• 2022-09-08

Music of Remembrance ‘To Life!’ concert honors 4 musicians who survived the Holocaust

Publication
Seattle Times
Publication Date

Special to The Seattle Times

David Arben

David Arben, kneeling (with unidentified men), played his violin in Schwandorf, Bavaria, Germany, a week or so after liberation from the Flossenburg concentration camp in 1945. (David Arben Archive / Courtesy of Rebecca Jackson)

David Arben was just a boy when he lost everyone he held dear in Nazi-occupied Poland. A Jewish child, he suffered privation and torture at three concentration camps and four forced labor camps. At one point, he was about to be shot or buried alive with 105 other people when he was pulled from the group at the last minute because he played violin.

It’s no wonder that Arben, later on as a 34-year member of the Philadelphia Orchestra, said “the violin is part of my body.” It’s also no surprise his story of survival and arrival in America was captured musically, in a bruising, startling chamber piece called “Haim,” by a young, Russian-born composer named Polina Nazaykinskaya. “Haim” makes its Pacific Northwest debut at 5 p.m. Nov. 1 in an online concert marking the season opener for Music of Remembrance, a Seattle organization that performs music related to the Holocaust.

The ticketed MOR concert program is called “To Life!” and can be viewed at any hour through Nov. 8 following its premiere. “To Life!” celebrates Arben and three other European musicians who survived the Holocaust and migrated to new homelands, not always with the happiest of results. 

“They went on journeys to safety and freedom,” said Mina Miller, MOR president and artistic director. “They sought new lives.” 

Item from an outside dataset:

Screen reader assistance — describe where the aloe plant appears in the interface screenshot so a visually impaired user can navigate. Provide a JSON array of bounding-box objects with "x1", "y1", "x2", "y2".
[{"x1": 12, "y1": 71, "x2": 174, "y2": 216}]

Besides the tribute to Arben (who died in 2017), “To Life!” will introduce many to the music of Austrian Hans Gál, who fled to Great Britain and was thrown into a camp of “enemy aliens” as a Jewish refugee; Bohuslav Martinů, who supported the Czech resistance and escaped to the United States; and Mieczysław Weinberg, a Polish musician who traveled eastward to the Soviet Union, where anti-Semitism kept his music officially ignored. 

On the program is Gál’s exquisite 1949 “Piano Trio,” a piece that can’t help but inspire you to choreograph dancers in your imagination. Born in a village outside Vienna in 1890, Gál rose to prominence in Germany, until the Nazi takeover resulted in a prohibition of his music. He made his way to Edinburgh, Scotland, and in the decades after his internment, he was a force in British culture.

Martinů, born in a church tower in Policka, Bohemia (now in the Czech Republic), in 1890, was a musical maverick blacklisted and endangered following a radio broadcast of his musical tribute to Czech resistance fighters. From 1941 to 1953, he lived and taught music in America, where among his illustrious students was Burt Bacharach. He is represented in “To Life!” by his “Duo for Violin and Cello,” full of dense, challenging textures.

Also on the bill is Weinberg’s 1945 “Sonata for Clarinet and Piano,” a fascinating dialogue between two instruments, during which the clarinet takes on many moods, sounding almost inebriated at one point. Born in Warsaw, Poland, in 1919, Weinberg escaped the murder of his family by Nazis and arrived, at age 12, in the Soviet Union. He grew up as a prolific composer but was harassed and arrested as a Jewish man, and finally left alone after Stalin’s death.

For this concert, Miller brought together MOR’s core group of chamber players from the Seattle Symphony: violinists Mikhail Schmidt and Natasha Bazhanov, violist Susan Gulkis Assadi, and cellist Walter Gray. She also invited several guests to augment the ensemble, including pianist Craig Sheppard, clarinetist Laura DeLuca, and violinist Rebecca Jackson, who commissioned “Haim.”

Faced with the same pandemic limitations as every other performing arts group, MOR decided to present four online concerts this year. But Miller is eschewing livestreaming for more polished productions. “To Life!” was already recorded by four cameras at Mercer Island Presbyterian Church. 

Each of the season’s concerts will be available for eight days following its debut. Season ticket holders will be able to access the videos for six months. 

Miller sees the “To Life!” theme of fleeing into the unknown as relevant to the world’s migrant crisis and the unpredictability of life during a pandemic. 

“We’re all on a journey through the unexpected. The music that we’re sharing reminds us that is part of human history.”